Question-7: You are working in a web hosting company which manages the more than 10,000 webservers for supporting various websites. There is every hours various web server logs are generated which is managed to get stored in the S3, now you wanted to write some ETL to generate a partitioned data, and wanted to run regularly some SQL queries every 3 hours to find any hacking activities is being done on any of the webserver, if yes then they wanted to generate the report out of this.
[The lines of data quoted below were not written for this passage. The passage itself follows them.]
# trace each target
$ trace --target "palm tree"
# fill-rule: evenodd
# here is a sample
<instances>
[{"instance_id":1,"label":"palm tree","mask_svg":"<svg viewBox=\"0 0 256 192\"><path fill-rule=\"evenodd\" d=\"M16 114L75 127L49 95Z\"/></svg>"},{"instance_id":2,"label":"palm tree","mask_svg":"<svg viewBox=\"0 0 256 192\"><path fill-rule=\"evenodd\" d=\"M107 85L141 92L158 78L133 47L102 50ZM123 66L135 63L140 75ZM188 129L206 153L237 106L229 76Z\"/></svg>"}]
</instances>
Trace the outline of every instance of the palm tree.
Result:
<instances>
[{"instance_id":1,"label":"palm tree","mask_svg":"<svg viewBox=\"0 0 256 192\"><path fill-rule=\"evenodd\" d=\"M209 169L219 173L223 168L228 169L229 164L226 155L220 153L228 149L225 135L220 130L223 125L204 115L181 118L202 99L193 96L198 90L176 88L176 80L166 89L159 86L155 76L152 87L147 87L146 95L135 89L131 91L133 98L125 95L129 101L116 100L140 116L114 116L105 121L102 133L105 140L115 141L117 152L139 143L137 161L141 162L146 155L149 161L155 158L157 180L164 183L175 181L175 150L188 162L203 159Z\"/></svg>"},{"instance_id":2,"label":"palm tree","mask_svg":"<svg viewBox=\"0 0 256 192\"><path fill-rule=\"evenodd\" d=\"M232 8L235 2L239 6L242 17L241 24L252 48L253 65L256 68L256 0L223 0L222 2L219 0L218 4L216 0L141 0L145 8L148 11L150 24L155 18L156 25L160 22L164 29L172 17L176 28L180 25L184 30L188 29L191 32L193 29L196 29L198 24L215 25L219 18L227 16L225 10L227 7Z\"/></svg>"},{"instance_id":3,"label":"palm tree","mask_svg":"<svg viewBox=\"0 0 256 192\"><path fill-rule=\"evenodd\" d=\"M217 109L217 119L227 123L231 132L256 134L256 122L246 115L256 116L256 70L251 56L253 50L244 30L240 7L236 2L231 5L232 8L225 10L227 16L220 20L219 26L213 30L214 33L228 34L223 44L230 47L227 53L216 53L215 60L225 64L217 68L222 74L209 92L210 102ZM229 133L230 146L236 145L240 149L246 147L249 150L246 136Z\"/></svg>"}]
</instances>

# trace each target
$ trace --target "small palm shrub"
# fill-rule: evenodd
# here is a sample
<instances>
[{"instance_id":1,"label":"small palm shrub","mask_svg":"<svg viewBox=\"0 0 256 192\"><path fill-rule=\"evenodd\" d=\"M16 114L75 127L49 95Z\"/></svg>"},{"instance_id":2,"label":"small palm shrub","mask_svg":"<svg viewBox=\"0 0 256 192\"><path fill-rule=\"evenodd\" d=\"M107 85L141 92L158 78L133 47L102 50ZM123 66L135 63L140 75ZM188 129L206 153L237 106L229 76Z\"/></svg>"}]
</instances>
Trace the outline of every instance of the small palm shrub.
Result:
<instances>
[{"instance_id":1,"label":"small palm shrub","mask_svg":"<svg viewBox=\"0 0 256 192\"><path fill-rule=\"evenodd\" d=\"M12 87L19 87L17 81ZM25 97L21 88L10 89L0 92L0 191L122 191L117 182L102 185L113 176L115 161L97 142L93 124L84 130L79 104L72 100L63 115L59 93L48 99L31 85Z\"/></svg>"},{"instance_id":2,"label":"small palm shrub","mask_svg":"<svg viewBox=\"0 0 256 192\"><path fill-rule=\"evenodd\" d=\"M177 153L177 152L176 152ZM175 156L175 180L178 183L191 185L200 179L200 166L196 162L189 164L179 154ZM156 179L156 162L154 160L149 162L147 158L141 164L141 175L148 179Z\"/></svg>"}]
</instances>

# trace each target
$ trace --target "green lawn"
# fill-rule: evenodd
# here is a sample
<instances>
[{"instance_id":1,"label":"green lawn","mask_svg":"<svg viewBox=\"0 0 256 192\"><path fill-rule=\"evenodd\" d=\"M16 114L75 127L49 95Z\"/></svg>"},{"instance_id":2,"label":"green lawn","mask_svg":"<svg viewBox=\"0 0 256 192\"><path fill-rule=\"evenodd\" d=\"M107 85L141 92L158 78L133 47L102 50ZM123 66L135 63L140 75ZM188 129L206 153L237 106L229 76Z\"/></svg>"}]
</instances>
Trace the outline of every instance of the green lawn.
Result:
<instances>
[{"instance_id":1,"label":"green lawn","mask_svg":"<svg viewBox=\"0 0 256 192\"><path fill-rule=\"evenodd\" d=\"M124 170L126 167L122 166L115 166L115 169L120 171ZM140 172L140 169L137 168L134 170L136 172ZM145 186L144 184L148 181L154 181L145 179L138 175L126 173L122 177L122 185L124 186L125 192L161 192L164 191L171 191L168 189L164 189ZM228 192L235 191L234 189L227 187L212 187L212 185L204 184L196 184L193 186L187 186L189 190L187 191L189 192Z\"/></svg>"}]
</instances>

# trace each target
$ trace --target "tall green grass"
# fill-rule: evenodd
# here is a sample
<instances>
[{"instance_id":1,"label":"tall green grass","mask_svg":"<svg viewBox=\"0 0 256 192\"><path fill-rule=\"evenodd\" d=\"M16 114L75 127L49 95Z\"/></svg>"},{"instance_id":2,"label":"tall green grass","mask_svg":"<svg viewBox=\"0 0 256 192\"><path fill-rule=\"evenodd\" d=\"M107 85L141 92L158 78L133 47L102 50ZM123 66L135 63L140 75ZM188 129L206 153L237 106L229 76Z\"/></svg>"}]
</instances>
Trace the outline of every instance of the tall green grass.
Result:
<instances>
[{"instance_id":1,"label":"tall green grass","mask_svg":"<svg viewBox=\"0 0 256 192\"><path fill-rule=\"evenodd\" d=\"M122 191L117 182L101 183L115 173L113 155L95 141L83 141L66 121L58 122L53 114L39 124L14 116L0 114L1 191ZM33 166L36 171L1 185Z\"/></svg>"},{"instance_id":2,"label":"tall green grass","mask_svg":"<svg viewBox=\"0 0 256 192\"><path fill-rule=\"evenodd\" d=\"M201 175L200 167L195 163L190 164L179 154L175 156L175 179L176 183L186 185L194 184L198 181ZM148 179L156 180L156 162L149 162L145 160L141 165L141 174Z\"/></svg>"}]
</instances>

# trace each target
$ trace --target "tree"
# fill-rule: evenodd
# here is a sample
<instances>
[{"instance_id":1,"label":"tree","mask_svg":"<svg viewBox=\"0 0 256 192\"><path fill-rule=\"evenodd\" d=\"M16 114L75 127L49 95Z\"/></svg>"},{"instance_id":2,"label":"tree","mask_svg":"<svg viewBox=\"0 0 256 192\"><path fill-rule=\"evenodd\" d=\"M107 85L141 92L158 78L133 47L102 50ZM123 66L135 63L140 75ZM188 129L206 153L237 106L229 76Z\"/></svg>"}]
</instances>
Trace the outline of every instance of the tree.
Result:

Which of the following is suitable solution for this because every hour around 300GB of the logs generated from all the servers?
- You would be using Kinesis FireHose and Kinesis Data Analytics
- Get the Latest AWS Certification Questions & Answer based on recent syllabus from this link
- You would be using Kinesis Data Stream and Kinesis Data Analytics
- You would be using Redshift cluster, Lambda and DynamoDB
Ans: B
Exp: As there is no need of having the Get the latest AWS Training, Certification Preparation Material, Books & Interview questions real time data processing so we can safely ignore the options provided like Kinesis Data Stream and kinesis Data analytics. As most of this processing needs to be done in the Batch every 3 hours and looking at the data volume we can say EMR is the Good fit, even we can use the Apache Hive to query the data stored in AWS S3. Hence, we can use the EMR as compute engine and S3 as a data storage and using the Hive we can query the data stored in S3, even we need to do any transformation then we can use the EMR MapReduce job as well, if needed.